# Sexy Green :p



## NiN_00 (Apr 30, 2002)

heres a side shot of my car.. never see that green do you...so i have a rare color


----------



## NiN_00 (Apr 30, 2002)




----------



## NiN_00 (Apr 30, 2002)




----------



## jingjing (Apr 29, 2002)

Looks nice!!!


----------



## NismoGirl2001 (Apr 30, 2002)

Awesome


----------



## NISMOrob (Apr 30, 2002)

THE BOMB!!!! YO!!!! 
Hey whats up with the hub caps? I thought you were sporting the racer steelies look!!!

It looks nice in person as well.


----------



## samo (Apr 30, 2002)

Gotta respect the green.


----------



## XtremE (Apr 30, 2002)

looks great for the year and mileage


----------



## trance34 (Apr 29, 2002)

Love the green!


----------



## NiN_00 (Apr 30, 2002)

yup 91--- 221K miles


----------



## barnoun (May 7, 2002)

Finally cleaned it huh... have to say it looks really good


----------



## rios (Jun 10, 2002)

looks really clean!


----------



## Sr20 B12 (May 1, 2002)

I can't belive it!?! That's the same green that I want to paint my se-r. I never came public with it because I wanted to be the first with a hunter green B13 (ryhmes doesn't it). Did you car come with that color from the factory? 

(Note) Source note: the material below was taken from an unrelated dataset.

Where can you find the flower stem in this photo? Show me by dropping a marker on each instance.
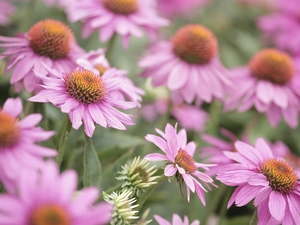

I belive that color comes on the 95-99 Maxima, but I can't remember the color name or # right now (belive me I have it).
I love it!! Looks better than I dreamed.


----------



## NiN_00 (Apr 30, 2002)

nah not Factory color.... its actually been paint like 3 other times  
and its from the Infinity...not to sure what the color was called..but my mom added a Red Pearl to the paint so its alittle differnt


----------



## Sr20 B12 (May 1, 2002)

Yea the Infiniti I30 and QX4 has that similar green color as does the Maxima and Pathfinder. Your car looks really nice with the color. Thumbs up!


----------



## NiN_00 (Apr 30, 2002)

thank you very much  it warms my soul


----------